Judy McCluskey, the founder and principal of travel and tourism PR firm McCluskey International, has died following a heart attack. Tributes have been paid to a "pioneer" of the industry.

A statement on the website of the firm says: "On Tuesday 15 November 2016, Judy McCluskey, Agency Principal of travel and tourism PR and Marketing consultancy McCluskey International, passed away.

"Judy had suffered a heart attack a week earlier and sadly didn't recover."

The statement also gives details of her funeral, a subsequent memorial service and contact details for sending condolence cards or messages.

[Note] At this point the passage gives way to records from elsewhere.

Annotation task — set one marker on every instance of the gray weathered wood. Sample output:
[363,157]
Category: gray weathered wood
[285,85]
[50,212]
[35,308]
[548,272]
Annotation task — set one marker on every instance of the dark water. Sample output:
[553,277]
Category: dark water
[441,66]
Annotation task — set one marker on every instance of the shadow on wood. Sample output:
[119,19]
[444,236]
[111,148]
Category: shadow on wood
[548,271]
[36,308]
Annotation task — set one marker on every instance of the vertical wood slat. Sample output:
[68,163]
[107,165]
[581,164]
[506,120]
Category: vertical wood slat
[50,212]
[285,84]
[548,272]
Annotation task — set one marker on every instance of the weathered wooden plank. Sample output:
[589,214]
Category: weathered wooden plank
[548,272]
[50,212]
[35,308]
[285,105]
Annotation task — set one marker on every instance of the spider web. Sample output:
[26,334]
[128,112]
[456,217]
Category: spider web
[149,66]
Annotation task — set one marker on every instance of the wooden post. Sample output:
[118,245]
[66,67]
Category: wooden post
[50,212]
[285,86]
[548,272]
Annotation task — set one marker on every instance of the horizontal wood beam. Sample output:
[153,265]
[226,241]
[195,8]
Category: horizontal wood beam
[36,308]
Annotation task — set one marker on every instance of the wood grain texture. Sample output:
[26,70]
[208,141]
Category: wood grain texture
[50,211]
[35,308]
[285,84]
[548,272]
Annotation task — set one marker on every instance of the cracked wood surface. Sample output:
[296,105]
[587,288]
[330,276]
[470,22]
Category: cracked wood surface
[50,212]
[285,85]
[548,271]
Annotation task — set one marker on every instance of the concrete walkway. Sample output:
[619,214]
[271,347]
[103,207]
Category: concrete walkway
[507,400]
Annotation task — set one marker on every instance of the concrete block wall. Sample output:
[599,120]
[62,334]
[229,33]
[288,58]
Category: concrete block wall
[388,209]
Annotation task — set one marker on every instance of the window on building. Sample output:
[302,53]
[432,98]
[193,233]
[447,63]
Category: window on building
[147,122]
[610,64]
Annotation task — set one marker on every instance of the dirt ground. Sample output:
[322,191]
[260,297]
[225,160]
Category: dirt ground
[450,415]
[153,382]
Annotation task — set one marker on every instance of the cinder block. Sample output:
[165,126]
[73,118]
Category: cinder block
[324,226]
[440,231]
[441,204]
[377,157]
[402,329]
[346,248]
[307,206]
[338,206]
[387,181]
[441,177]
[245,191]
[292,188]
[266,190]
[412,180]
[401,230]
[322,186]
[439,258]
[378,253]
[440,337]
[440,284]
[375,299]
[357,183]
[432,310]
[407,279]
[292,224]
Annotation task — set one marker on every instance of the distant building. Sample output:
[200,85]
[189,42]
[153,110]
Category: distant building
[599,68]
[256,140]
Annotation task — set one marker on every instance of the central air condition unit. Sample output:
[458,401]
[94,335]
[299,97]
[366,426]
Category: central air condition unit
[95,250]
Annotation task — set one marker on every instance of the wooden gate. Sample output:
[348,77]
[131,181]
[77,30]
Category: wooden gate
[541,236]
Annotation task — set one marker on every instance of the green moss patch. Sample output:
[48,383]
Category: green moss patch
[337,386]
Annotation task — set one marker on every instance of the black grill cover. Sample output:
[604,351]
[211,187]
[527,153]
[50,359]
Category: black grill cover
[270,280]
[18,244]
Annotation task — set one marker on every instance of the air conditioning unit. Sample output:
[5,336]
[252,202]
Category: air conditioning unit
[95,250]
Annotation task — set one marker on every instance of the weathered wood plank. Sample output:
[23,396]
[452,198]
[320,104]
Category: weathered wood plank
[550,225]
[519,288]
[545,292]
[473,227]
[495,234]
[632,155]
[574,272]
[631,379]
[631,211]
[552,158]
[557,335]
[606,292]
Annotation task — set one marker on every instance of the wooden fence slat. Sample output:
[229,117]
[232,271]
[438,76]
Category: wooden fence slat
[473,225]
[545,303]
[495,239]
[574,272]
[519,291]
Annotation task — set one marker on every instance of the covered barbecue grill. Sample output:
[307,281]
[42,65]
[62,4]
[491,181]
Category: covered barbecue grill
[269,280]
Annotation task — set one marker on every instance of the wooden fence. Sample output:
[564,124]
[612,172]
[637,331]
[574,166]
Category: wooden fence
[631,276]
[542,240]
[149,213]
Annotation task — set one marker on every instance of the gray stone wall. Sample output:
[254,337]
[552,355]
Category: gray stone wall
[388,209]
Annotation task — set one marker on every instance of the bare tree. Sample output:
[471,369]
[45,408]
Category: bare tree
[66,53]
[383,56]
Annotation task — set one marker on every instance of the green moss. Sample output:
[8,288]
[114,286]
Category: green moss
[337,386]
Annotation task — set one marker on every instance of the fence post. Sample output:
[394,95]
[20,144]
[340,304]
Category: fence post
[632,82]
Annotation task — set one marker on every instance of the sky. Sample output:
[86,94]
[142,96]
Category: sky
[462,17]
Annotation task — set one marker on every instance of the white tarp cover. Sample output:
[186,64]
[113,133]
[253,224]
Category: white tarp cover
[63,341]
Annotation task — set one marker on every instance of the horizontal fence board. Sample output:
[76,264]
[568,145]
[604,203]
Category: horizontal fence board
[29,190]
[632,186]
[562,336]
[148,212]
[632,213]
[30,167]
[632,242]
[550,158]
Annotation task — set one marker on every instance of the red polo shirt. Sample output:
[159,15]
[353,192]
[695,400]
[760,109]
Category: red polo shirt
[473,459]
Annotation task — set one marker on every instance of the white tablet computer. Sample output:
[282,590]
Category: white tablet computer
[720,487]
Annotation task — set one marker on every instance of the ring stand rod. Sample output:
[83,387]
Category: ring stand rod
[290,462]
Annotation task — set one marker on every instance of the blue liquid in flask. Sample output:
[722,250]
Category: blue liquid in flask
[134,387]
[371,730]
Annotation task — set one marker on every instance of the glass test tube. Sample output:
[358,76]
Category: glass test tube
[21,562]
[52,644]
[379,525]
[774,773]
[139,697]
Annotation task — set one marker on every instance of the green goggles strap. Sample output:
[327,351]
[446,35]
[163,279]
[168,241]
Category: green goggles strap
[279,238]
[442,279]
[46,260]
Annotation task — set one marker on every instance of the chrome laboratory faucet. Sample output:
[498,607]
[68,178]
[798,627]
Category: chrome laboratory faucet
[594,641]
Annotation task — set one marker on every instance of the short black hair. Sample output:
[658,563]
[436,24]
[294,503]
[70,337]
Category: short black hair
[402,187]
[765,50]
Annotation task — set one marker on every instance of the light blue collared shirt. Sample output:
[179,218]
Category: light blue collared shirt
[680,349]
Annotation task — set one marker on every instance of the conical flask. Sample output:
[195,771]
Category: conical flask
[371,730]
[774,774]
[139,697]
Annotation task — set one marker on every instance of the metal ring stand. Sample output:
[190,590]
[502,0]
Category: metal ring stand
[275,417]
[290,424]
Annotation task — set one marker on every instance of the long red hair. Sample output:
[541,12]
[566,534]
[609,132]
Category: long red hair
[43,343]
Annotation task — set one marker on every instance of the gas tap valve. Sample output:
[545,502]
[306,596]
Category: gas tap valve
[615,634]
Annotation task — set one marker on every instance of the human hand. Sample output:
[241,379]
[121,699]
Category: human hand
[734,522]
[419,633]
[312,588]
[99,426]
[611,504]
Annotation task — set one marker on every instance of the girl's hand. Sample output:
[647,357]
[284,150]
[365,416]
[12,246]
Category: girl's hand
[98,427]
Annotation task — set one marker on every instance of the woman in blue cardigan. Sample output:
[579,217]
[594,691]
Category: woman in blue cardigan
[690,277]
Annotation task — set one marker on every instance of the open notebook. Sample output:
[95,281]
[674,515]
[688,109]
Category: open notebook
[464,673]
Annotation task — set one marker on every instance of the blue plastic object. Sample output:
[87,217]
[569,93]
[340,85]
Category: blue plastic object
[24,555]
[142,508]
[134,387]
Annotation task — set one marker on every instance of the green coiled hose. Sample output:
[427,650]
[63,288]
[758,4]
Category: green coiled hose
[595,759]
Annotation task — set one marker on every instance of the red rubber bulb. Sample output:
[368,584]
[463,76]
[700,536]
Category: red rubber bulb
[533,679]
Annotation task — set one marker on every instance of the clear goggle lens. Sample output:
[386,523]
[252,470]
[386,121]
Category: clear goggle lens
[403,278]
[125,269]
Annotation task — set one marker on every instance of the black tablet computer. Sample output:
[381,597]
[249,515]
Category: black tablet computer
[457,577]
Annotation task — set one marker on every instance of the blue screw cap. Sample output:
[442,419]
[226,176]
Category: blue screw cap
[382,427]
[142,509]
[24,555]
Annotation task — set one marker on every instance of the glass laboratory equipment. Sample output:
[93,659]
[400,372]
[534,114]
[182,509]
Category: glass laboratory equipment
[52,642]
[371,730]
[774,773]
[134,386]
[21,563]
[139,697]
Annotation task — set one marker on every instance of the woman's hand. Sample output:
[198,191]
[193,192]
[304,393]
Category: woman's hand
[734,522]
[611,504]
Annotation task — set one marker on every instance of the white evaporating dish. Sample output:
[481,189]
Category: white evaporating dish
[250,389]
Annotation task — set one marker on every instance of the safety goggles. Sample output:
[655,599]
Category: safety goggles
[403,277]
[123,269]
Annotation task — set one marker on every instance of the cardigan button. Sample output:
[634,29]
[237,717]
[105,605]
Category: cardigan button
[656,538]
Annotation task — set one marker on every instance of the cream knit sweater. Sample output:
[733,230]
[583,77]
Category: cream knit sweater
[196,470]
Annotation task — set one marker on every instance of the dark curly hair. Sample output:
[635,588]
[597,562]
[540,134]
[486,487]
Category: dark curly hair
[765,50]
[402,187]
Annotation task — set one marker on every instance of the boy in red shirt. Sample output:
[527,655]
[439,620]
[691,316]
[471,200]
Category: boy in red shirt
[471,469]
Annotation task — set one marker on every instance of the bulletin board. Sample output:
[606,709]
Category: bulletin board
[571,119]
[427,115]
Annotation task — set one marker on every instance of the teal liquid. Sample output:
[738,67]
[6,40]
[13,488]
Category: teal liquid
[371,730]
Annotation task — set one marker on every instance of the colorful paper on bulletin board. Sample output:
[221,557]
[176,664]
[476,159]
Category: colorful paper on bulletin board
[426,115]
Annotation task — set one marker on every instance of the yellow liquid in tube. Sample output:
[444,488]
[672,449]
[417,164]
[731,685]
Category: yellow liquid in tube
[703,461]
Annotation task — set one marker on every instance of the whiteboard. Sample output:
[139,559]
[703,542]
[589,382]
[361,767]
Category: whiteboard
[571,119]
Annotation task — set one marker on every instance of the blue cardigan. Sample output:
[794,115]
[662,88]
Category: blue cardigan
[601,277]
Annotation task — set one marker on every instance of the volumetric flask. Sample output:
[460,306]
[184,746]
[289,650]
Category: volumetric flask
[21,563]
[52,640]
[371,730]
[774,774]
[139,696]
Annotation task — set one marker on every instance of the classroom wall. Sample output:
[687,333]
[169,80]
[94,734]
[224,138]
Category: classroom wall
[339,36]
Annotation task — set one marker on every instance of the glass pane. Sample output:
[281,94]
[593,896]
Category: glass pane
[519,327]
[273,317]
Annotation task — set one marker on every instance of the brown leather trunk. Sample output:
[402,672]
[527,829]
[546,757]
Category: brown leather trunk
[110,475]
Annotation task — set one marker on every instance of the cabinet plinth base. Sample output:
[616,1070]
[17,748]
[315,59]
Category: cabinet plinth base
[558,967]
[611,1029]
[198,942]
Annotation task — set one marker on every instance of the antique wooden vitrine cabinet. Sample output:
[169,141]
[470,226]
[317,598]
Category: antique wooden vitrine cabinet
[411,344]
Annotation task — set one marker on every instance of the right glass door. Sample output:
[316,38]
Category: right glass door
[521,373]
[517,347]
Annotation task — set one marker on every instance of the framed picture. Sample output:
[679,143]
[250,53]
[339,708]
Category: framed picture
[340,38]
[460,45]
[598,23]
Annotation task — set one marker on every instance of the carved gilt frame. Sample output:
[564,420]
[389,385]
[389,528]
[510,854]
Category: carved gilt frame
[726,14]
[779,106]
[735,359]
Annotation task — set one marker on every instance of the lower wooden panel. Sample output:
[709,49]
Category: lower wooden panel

"In line with Judy’s wishes, the McCluskey International team will honour Judy’s legacy by continuing to deliver the great client work the agency has become known for," the statement goes on to say.

The West London agency was set up by McCluskey in 1987, and has 10 full-time employees. It recently picked up work with the tourist boards for India and the Chinese city of Hangzhou, and also represents the Maldives Tourist Board.

Tributes

Yasmin Arrigo, editor-in-chief of PRWeek sister title Conference & Incentive Travel magazine (C&IT), said: "Judy was an inspirational figure in the travel and tourism industry who mentored many of the current leaders in travel representation. Her extensive knowledge and vibrant nature will be missed."

Respected travel writer Simon Calder, who works for the i paper, Independent.co.uk and Evening Standard, told PRWeek: "Judy was a consummate professional and a pleasure to work with. She worked tirelessly for a range of top-notch travel clients, yet she always engaged individually with journalists. She will be much missed."

Jonathan Sloan, the MD of travel agency Hills Balfour, whose first job in PR was at McCluskey, described his former boss as "absolutely a pioneer for the travel PR industry". He went on to say: "She ran a great organisation, she had a great sense of humour and a great work ethic. It's a real loss for the travel industry."